I pusher si nascondono nella vegetazione e a loro volta creano imboschi per lo stupefacente. Arresti, ritrovamenti e denunce hanno fatto alzare l’attenzione sul tema.
Il bosco tagliato, questa funzione l’ha persa per l’80%. «Si intendono ora ridurre anche altre parti del parco a qualcosa di simile ad un giardino condominiale per il presunto contrasto allo spaccio. Obiettivo che condividiamo al cento per cento ma siamo certi che non sia sacrificando le funzioni sistemiche (soprattutto climatizzazione, con il comprovato abbassamento della temperatura in loco ed attorno di almeno 10 gradi) , emozionali ed esperienziali (camminare dentro un bosco è gradevole, abbassa la pressione sanguigna, rilassa), estetiche e paesaggistiche del parco, che questo obiettivo si raggiunge», spiegano le associazioni..
Durante l’incontro del 3 agosto, è stato preannunciato il taglio delle siepi che contornano il percorso sopraelevato. «Quelle siepi sono parte integrante del progetto approvato e realizzato dal Comune quando si fece il Parco. Sono elemento tanto funzionale – si cammina all’ombra – quanto paesaggistico. Se ogni siepe nasconde la visuale cosa facciamo, le tagliamo tutte?», dicono.

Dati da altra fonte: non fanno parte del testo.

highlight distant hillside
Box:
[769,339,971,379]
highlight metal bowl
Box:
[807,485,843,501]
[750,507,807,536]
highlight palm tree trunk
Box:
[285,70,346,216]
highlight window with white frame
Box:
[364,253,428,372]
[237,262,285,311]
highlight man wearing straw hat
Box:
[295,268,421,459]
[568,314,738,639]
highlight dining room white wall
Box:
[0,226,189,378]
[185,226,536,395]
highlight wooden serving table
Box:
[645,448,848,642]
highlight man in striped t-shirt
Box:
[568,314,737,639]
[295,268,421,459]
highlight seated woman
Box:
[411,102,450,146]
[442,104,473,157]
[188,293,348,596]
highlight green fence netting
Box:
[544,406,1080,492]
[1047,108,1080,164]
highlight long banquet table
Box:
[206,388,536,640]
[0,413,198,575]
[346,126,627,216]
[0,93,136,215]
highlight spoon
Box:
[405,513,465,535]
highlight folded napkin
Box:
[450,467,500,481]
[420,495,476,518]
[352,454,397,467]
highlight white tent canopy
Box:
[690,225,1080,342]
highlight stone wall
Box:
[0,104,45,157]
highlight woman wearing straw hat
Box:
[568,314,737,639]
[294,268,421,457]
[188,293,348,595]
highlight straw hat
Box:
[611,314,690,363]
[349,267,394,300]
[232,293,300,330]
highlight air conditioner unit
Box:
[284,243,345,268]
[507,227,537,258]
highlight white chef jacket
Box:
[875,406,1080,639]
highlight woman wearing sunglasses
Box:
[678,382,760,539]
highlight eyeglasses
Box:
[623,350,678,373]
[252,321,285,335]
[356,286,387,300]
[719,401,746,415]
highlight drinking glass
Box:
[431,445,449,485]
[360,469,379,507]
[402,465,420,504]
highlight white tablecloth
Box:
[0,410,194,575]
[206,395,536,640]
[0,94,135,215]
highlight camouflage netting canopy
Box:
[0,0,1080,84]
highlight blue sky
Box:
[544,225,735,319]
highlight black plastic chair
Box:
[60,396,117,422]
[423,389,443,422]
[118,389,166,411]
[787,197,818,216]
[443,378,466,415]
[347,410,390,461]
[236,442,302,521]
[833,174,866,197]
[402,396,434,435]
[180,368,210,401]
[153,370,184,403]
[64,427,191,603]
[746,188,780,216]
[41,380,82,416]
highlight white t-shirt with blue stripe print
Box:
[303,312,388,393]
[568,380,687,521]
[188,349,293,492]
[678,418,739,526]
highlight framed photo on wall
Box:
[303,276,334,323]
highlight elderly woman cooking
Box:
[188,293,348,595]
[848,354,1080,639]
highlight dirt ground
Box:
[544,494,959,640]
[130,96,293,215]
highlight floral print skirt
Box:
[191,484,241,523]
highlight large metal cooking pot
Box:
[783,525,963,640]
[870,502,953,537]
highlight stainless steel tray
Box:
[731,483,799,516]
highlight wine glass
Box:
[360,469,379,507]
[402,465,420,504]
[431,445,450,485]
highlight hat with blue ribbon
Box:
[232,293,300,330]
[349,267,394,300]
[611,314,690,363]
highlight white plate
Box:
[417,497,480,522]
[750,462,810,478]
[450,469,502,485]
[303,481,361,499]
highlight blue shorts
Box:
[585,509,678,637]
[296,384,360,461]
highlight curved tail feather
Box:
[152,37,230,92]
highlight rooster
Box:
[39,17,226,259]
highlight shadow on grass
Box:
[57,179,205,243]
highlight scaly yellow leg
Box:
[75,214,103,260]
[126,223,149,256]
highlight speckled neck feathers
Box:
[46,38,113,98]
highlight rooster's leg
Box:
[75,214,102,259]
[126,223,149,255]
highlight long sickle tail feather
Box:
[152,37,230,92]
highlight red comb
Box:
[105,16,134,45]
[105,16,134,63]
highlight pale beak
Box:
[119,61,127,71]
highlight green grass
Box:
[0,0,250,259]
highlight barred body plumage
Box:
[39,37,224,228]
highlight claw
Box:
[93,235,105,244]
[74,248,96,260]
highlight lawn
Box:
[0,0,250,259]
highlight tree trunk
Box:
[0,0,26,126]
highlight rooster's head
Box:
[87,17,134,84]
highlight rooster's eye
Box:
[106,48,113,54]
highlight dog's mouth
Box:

Le associazioni riflettono sul tema. «Il prato dell’erba alta è stato falciato impedendo la fioritura di rari fiori spontanei e l’alimentazione di insetti impollinatori e uccelli. La scusa è stata che “non lo si sapeva”. Quei prati non sono una novità: vengono gestiti in modo speciale da anni, perché hanno un valore speciale e del tutto peculiare. Tanto naturalistico quanto paesaggistico. Nessuno ha chiesto e concordato quel taglio. È stato fatto e basta. Con grandissimo danno del parco. Ancora una volta però le associazioni hanno convenuto per un ulteriore taglio, lunedì scorso. Con la prescrizione di stare ad almeno 10-15 cm dal terreno. Ancora un volta le prescrizioni sono state gettate via ed ora i prati sono secchi, gialli inariditi e desertici. A cosa è servito?
Ora, sotto i cipressi c’è una massa di erba secca e rami lungo una 40 di metri, alta almeno due metri e larga sei. Vi viene in mente un nascondiglio migliore per eventuali sacchetti di droga? E vi viene in mente un rischio maggiore se a qualche squilibrato venisse in mente di dare fuoco? Questo è il modo di gestire un parco che tutti ci invidiano? Che suscita meraviglie in quanti non ragionano con motosega e trincia tutto. Che ha meritato un premio internazionale ed un articolo sulla rivista Gardenia.
Noi Associazioni siamo disponibili a collaborare al massimo con gli organi preposti alla sicurezza, ma vorremmo anche salvaguardare i valori del parco. Chiediamo formalmente un incontro – lo abbiamo già fatto 2 volte per lettera – nello spirito di massima collaborazione, ma anche di massima attenzione verso un parco che non si merita questa gestione. E chiediamo che qualsiasi intervento di taglio o sfalcio sia sospeso fino alla data dell’incontro. Lo chiediamo a Prefettura, Questura, Amministrazione Comunale. Certi che una soluzione meno invasiva e distruttiva si possa trovare».